Advance directives, like living wills and durable powers of attorney for health care, can help, Goold says, but don't completely eliminate the problem. "Most of the time they are not available anyway," she adds.

For doctors, then, Goold and her colleagues prescribe a healthy dose of putting themselves in family members' shoes, and a regimen of remembering the human side of medical care.

"I think most doctors who face these situations do act out of real ethical concern that they 'do the right thing,'" she says. "But I also think that doctors have not been very well trained in the kinds of ethical problem-solving and communication skills needed in these emotionally and interpersonally difficult situations."

Without such training or perspective, Goold says, doctors may not realize or take into account some of the social factors affecting family members as they grapple with their loved one's care choices.
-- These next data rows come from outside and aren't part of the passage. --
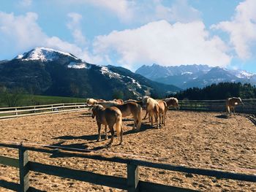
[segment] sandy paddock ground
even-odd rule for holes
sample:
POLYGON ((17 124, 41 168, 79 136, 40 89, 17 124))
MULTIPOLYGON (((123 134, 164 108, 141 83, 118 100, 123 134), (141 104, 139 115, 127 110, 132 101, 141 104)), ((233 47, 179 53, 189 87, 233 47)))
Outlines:
MULTIPOLYGON (((144 114, 143 114, 144 115, 144 114)), ((124 120, 124 143, 102 147, 96 142, 95 120, 84 112, 37 115, 0 120, 0 140, 54 145, 97 152, 115 152, 165 158, 166 162, 200 168, 256 174, 256 126, 244 115, 223 118, 218 112, 168 111, 166 126, 151 128, 143 120, 140 132, 132 120, 124 120)), ((103 128, 102 132, 103 133, 103 128)), ((110 134, 110 133, 109 133, 110 134)), ((18 157, 17 150, 0 154, 18 157)), ((125 164, 79 158, 60 158, 29 152, 29 159, 43 164, 127 177, 125 164)), ((140 180, 202 191, 256 191, 256 183, 140 167, 140 180)), ((18 182, 17 169, 0 165, 1 180, 18 182)), ((46 191, 120 191, 105 186, 31 172, 31 185, 46 191)), ((1 188, 0 191, 7 191, 1 188)))

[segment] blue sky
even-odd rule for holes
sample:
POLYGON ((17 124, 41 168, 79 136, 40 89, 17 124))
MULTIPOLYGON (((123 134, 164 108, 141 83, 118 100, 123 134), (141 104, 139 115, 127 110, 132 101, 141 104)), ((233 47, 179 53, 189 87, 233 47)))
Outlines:
POLYGON ((127 67, 208 64, 256 73, 255 0, 3 0, 0 60, 35 47, 127 67))

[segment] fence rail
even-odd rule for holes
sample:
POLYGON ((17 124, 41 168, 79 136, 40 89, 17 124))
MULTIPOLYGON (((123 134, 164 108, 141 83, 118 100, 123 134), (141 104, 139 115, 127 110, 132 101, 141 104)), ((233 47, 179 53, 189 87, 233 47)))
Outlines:
POLYGON ((1 182, 0 180, 0 186, 18 191, 29 191, 30 171, 73 179, 79 181, 89 182, 96 185, 127 190, 128 191, 196 191, 188 188, 140 180, 139 166, 146 166, 184 173, 216 177, 218 178, 256 183, 255 174, 245 174, 220 170, 197 169, 184 166, 172 165, 170 164, 156 163, 140 159, 113 156, 113 154, 103 155, 98 153, 91 151, 89 153, 68 151, 63 150, 60 148, 58 149, 58 147, 56 147, 56 148, 53 148, 53 146, 48 145, 38 147, 31 145, 26 145, 24 143, 19 144, 15 142, 0 142, 0 147, 15 148, 19 151, 19 158, 0 155, 1 164, 18 167, 19 168, 20 173, 20 184, 5 181, 1 182), (29 151, 47 153, 58 155, 59 156, 80 157, 125 164, 127 166, 127 177, 103 175, 84 170, 78 170, 67 167, 43 164, 38 162, 32 162, 29 159, 29 151))
POLYGON ((88 108, 88 104, 86 103, 64 103, 27 107, 4 107, 0 108, 0 119, 56 113, 60 112, 84 110, 85 108, 88 108))
MULTIPOLYGON (((244 105, 237 105, 236 112, 256 114, 256 99, 243 99, 244 105)), ((180 100, 180 110, 225 112, 226 100, 180 100)))

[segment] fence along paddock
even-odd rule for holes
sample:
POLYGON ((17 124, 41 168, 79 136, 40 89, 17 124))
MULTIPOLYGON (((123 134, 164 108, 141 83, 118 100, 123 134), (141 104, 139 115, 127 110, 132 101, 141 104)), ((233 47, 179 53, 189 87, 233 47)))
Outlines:
POLYGON ((86 103, 67 103, 27 107, 0 108, 0 119, 36 115, 60 112, 71 112, 84 110, 88 108, 86 103))
MULTIPOLYGON (((256 99, 242 99, 244 105, 236 105, 236 112, 256 114, 256 99)), ((226 100, 180 100, 180 110, 225 112, 226 100)))
POLYGON ((164 163, 154 163, 129 158, 117 157, 110 154, 106 154, 105 155, 102 154, 99 155, 99 153, 91 151, 90 153, 68 151, 58 149, 58 147, 53 149, 53 146, 45 145, 45 147, 38 147, 32 145, 26 145, 24 143, 20 144, 17 142, 0 142, 0 147, 10 147, 18 150, 18 158, 0 155, 1 164, 18 168, 20 173, 19 184, 0 180, 0 186, 18 191, 28 191, 31 189, 31 188, 29 186, 30 171, 79 181, 88 182, 110 188, 127 190, 128 191, 196 191, 188 188, 182 188, 140 180, 140 166, 209 177, 216 177, 217 178, 256 183, 255 174, 238 174, 216 169, 197 169, 164 163), (29 151, 46 153, 65 157, 80 157, 126 164, 127 165, 127 177, 124 178, 116 176, 103 175, 87 171, 77 170, 67 167, 61 167, 33 162, 29 161, 29 151))

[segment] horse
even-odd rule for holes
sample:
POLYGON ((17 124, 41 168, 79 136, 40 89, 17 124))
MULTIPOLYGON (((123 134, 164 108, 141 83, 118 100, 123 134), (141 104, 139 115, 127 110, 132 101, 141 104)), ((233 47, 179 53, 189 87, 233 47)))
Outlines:
POLYGON ((87 99, 87 104, 95 104, 98 102, 97 100, 94 99, 87 99))
POLYGON ((118 104, 124 104, 124 101, 122 99, 114 99, 113 101, 118 104))
POLYGON ((104 99, 96 99, 98 102, 102 102, 102 101, 105 101, 106 100, 104 100, 104 99))
POLYGON ((165 101, 159 100, 157 101, 158 105, 159 106, 159 121, 161 124, 164 124, 165 126, 165 118, 166 112, 168 110, 167 104, 165 101))
MULTIPOLYGON (((143 96, 143 98, 142 98, 142 104, 143 104, 143 106, 146 106, 146 101, 147 101, 147 99, 148 99, 148 98, 150 98, 149 96, 143 96)), ((145 117, 144 117, 144 118, 143 119, 146 119, 146 117, 147 117, 147 115, 148 115, 148 111, 146 110, 146 115, 145 115, 145 117)))
POLYGON ((110 107, 116 107, 118 108, 122 113, 123 118, 132 115, 134 119, 132 129, 134 130, 136 126, 136 128, 138 131, 140 130, 142 120, 142 108, 140 105, 135 102, 129 102, 123 104, 119 104, 118 103, 114 101, 98 102, 98 104, 102 105, 105 108, 110 107))
POLYGON ((142 100, 141 101, 137 101, 137 100, 135 100, 135 99, 128 99, 128 100, 124 101, 124 104, 130 103, 130 102, 136 103, 136 104, 140 105, 141 107, 143 107, 143 103, 142 100))
POLYGON ((240 97, 227 98, 226 100, 226 112, 228 113, 230 113, 232 112, 232 109, 233 109, 233 111, 235 114, 236 105, 239 104, 244 104, 240 97))
POLYGON ((153 118, 154 117, 157 121, 157 128, 158 128, 158 120, 159 113, 159 106, 158 104, 158 102, 154 99, 148 97, 146 99, 146 104, 144 106, 146 106, 146 111, 148 112, 149 120, 151 122, 151 127, 153 127, 153 118))
POLYGON ((119 145, 121 145, 123 142, 122 115, 121 111, 115 107, 105 109, 100 104, 95 104, 91 109, 91 118, 94 118, 96 117, 96 121, 98 126, 97 141, 100 140, 100 128, 102 124, 105 126, 105 139, 108 139, 107 126, 108 126, 111 132, 111 139, 108 143, 108 145, 110 145, 113 143, 114 139, 115 131, 113 126, 116 124, 116 134, 117 136, 120 136, 119 145))
POLYGON ((173 106, 176 110, 179 110, 178 101, 177 98, 170 97, 162 100, 166 102, 167 107, 173 106))
POLYGON ((101 104, 103 106, 104 108, 108 108, 108 107, 114 107, 116 105, 118 105, 119 103, 118 102, 115 102, 113 101, 99 101, 97 102, 97 104, 101 104))
POLYGON ((134 130, 136 127, 137 130, 140 131, 142 120, 142 108, 140 105, 135 102, 129 102, 118 104, 116 107, 120 110, 124 118, 132 115, 134 119, 132 130, 134 130))

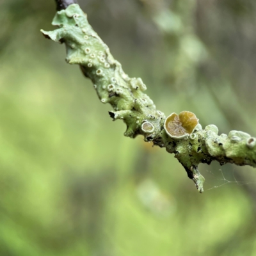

For example, they may lack adequate insurance coverage for certain procedures, or may be dealing with sibling rivalries or grudges inside the family.

Patients and their families may even hold overblown expectations - driven by the sometimes-heroic portrayal of last-ditch medical care in television shows and movies - about the power of medicine to help dying patients. Even something as simple as the number or timing of visiting hours allowed each day can also influence these situations, giving family members an unrealistic picture of how their loved one is doing in the hours when they aren't visiting.

Complicating matters, Goold says, is the new climate in which doctors are practicing medicine. Even as they are allowed fewer minutes to talk with family members, they are being asked to see more and sicker patients whose treatment options may be severely limited by insurance policies, and to use technological tools that may keep patients - and families' hope - alive but not offer a chance for recovery. Also, patients with several major health conditions may have multiple doctors assigned to them, but no one "spokesperson" doctor to interact with the family.

In all, Goold and her colleagues conclude, doctors need to take a step back from any disagreements they have with family members of dying patients. This will allow them to see the "big picture" of the family's situation, and find ways to meet in the middle about important health care decisions. Families can do the same, by trying to understand the perspective of the doctor who brings his or her own emotional and professional baggage to the dialogue.

The paper's third author , Bob Arnold, M.D., of the University of Pittsburgh's Section of Palliative and Medical Ethics and its Center for Bioethics and Health Law, is an expert in palliative care and the ethics of end-of-life decisions.